Global Energy Solutions

Francis McGowan, David Ockwell, Gordon MacKerron, Jim Watson, Markku Lehtonen and Ivan Scrase

Rapidly cutting domestic GHG emissions is the most pressing energy policy challenge in industrialised countries, but it is global emissions, including those from developing countries, that will determine the extent of future climate change. Agreement on global action to cut emissions has so far been difficult to achieve, largely because of US intransigence at Federal level, but also because developing country governments are not willing to see their growth constrained so as to solve a problem caused by the rich world. Rich countries must therefore first demonstrate that high incomes, low emissions and energy security are simultaneously achievable goals. Successful technical and social innovations could then be selected and adapted to local circumstances in the developing world. Significant opportunities can also be expected for emerging economies to export low carbon technologies in to OECD markets.

To limit future climate change it would, of course, be most beneficial if emerging economies embarked immediately on low carbon development paths. However coal, oil and gas consumption are expected to rise steeply in the developing world in coming decades. Innovation and initiatives to cut emissions on the part of developing countries are significant, but technical capacity remains overwhelmingly concentrated in OECD countries. In this context, what should wealthy countries do in the short to medium term on the international stage, and how strong are the grounds for technological optimism?
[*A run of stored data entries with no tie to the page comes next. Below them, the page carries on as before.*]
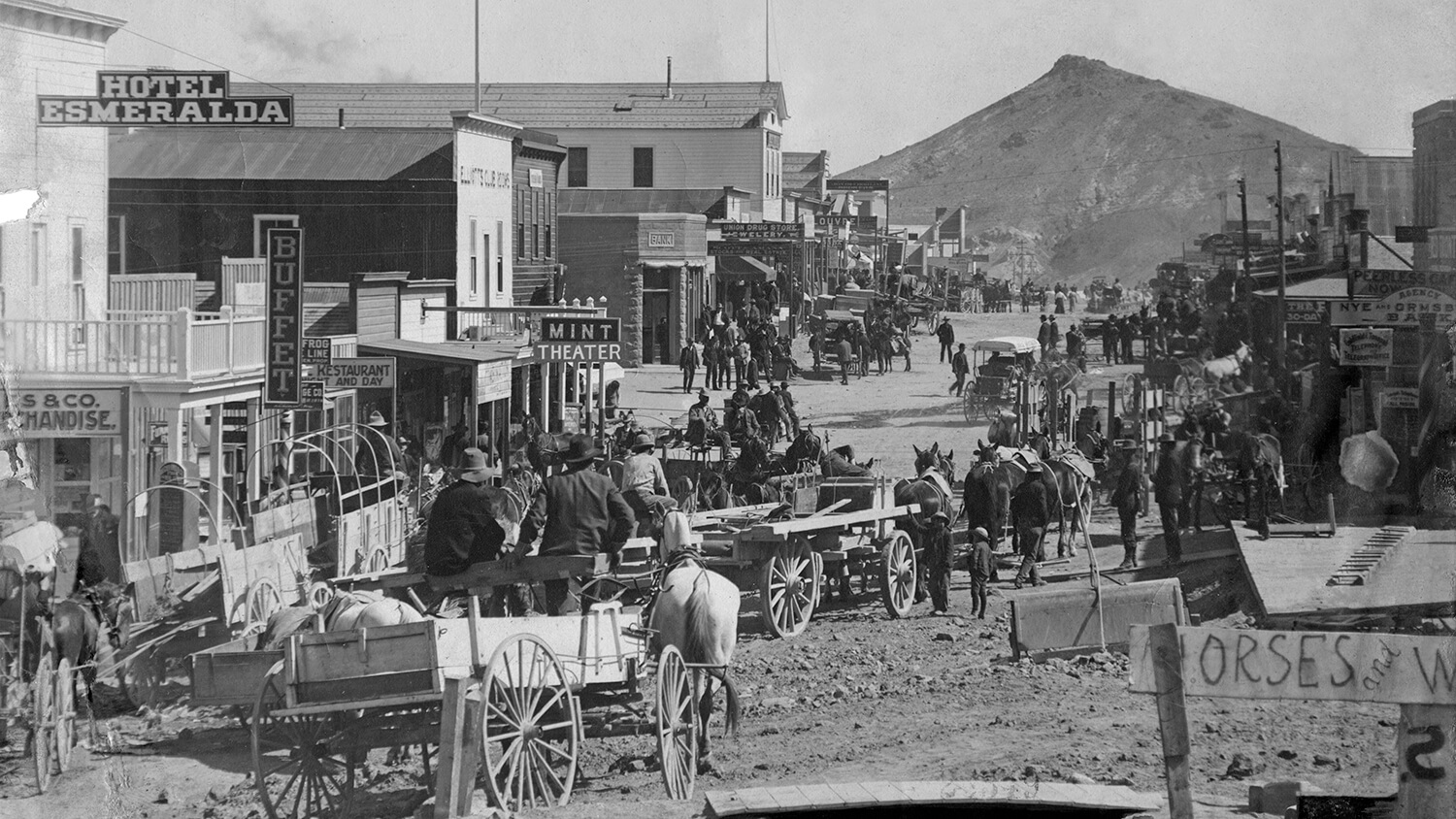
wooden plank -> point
(782, 528)
(523, 571)
(1305, 665)
(1173, 717)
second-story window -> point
(641, 168)
(576, 168)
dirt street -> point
(856, 697)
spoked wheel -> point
(302, 767)
(676, 723)
(897, 574)
(43, 728)
(786, 589)
(64, 700)
(532, 726)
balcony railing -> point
(515, 325)
(178, 345)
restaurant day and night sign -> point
(165, 98)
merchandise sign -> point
(67, 413)
(1386, 282)
(748, 249)
(579, 340)
(1404, 308)
(317, 351)
(284, 370)
(762, 230)
(165, 98)
(358, 375)
(1307, 311)
(858, 185)
(1363, 346)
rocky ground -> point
(856, 697)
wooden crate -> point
(862, 492)
(230, 673)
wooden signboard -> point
(1415, 672)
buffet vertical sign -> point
(284, 384)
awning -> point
(745, 268)
(443, 352)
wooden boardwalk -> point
(842, 796)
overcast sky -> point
(862, 78)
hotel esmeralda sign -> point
(165, 98)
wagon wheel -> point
(788, 589)
(897, 574)
(532, 726)
(296, 766)
(676, 723)
(262, 603)
(64, 700)
(43, 726)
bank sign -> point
(165, 98)
(67, 413)
(571, 340)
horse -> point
(1219, 370)
(696, 611)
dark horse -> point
(931, 489)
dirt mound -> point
(1109, 171)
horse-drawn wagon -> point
(853, 530)
(37, 690)
(996, 367)
(325, 699)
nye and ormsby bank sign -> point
(165, 98)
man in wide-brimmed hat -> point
(1030, 515)
(644, 483)
(579, 510)
(462, 530)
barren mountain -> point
(1094, 171)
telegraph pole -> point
(1278, 215)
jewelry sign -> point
(284, 375)
(165, 98)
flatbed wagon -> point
(322, 702)
(853, 530)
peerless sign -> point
(165, 98)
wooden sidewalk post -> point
(459, 748)
(1173, 717)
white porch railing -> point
(515, 323)
(182, 345)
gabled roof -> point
(535, 105)
(284, 153)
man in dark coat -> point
(946, 334)
(579, 510)
(1171, 489)
(960, 367)
(462, 528)
(1028, 513)
(1127, 499)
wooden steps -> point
(1357, 568)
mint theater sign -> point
(165, 98)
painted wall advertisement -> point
(1362, 346)
(67, 413)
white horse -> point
(696, 609)
(1217, 370)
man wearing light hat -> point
(462, 530)
(644, 483)
(579, 510)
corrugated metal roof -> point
(640, 201)
(284, 153)
(535, 105)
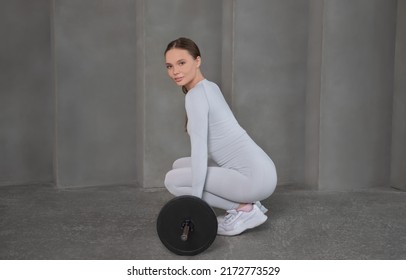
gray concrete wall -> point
(313, 92)
(86, 99)
(269, 80)
(26, 100)
(356, 93)
(398, 164)
(95, 88)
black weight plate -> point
(174, 213)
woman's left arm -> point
(197, 109)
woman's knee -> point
(177, 183)
(182, 162)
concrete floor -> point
(41, 222)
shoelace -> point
(230, 216)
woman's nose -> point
(175, 70)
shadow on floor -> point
(41, 222)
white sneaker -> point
(238, 221)
(257, 203)
(261, 207)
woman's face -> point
(182, 67)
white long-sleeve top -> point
(212, 128)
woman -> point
(226, 168)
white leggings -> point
(225, 188)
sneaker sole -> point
(248, 225)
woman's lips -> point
(178, 80)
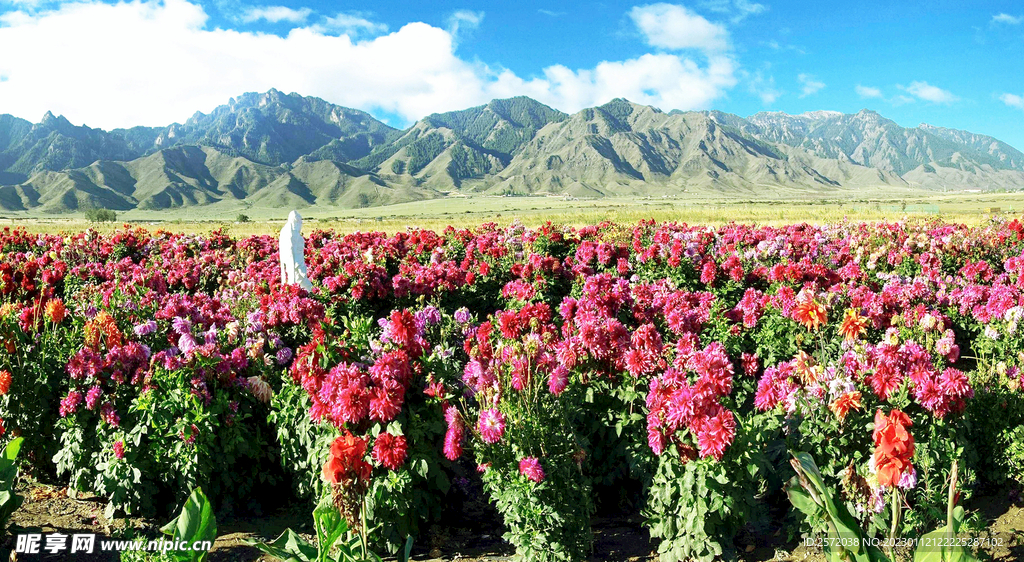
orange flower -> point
(853, 325)
(806, 368)
(894, 446)
(810, 313)
(346, 461)
(92, 335)
(842, 405)
(55, 310)
(102, 326)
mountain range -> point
(286, 150)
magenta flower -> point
(530, 468)
(491, 426)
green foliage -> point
(195, 524)
(547, 520)
(335, 542)
(9, 500)
(100, 215)
(696, 507)
(304, 443)
(38, 383)
(422, 150)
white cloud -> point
(867, 91)
(1013, 100)
(351, 25)
(808, 85)
(762, 84)
(674, 27)
(924, 90)
(1007, 18)
(663, 80)
(739, 9)
(187, 66)
(275, 14)
(464, 20)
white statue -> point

Two broad kinds of responses are critically examined here. The first focuses on big global 'technical fixes' (Section 12.1). How far can we rely on nuclear power, biomass and CCS to solve the problem of rising global emissions? The second (Section 12.2) considers the political, legal and economic constraints on technology transfer between developed and developing countries. Section 12.3 then draws out some conclusions for industrialised countries.